Le système de démocratie directe, qui permet aux Suisses de se prononcer lors de « votations » (référendums populaires) sur les grandes questions politiques, quelle que soit la composition de l’Assemblée fédérale (parlement), tend cependant à réduire l’importance du scrutin.

Il y a vingt mois, en février 2014, les électeurs suisses ont voté à une courte majorité une « initiative » soutenue par l’UDC en faveur de la réintroduction de quotas d’immigration avec l’Union européenne. Ce résultat oblige le gouvernement à transformer cette initiative en loi dans un délai de trois ans.

Le parti de droite ne compte à l’heure actuelle qu’un ministre au sein du Conseil fédéral, le gouvernement helvétique, celui de la Défense, de la Protection de la population et des Sports, Ueli Maurer. L’UDC aimerait y avoir un deuxième représentant.
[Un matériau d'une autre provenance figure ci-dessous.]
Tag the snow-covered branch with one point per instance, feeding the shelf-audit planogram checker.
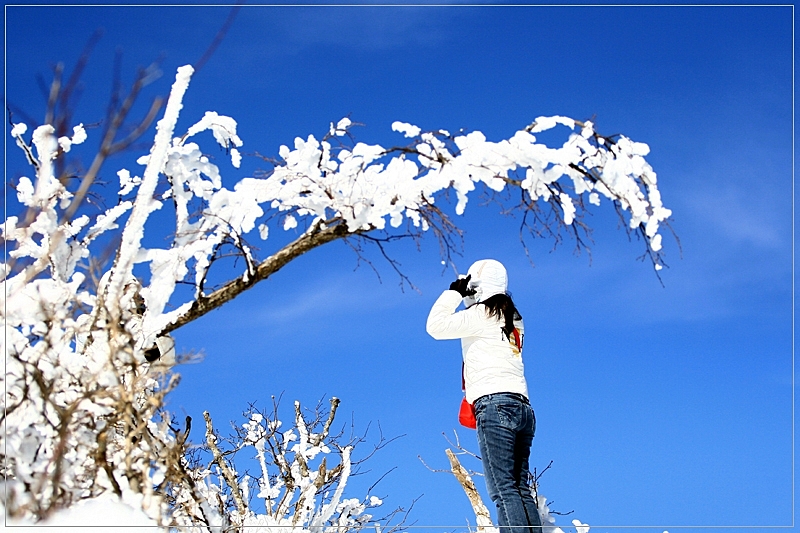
(83, 406)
« Je demande solennellement que les trois plus grands partis aient chacun deux sièges et que le quatrième en ait un », a déclaré Toni Brunner.

Malgré sa victoire annoncée, les spécialistes jugent peu probable que l’UDC soit en mesure de chasser du ministère des Finances Eveline Widmer-Schlumpf.

Au Conseil des Etats (chambre haute), qui compte 46 membres, un second tour aura lieu dans 19 circonscriptions. L’UDC, qui n’y est que la quatrième force, devrait se contenter de conserver ses cinq sièges. Le Parti socialiste devrait en perdre cinq pour tomber à six. L’Assemblée fédérale choisira en décembre les sept membres du Conseil fédéral.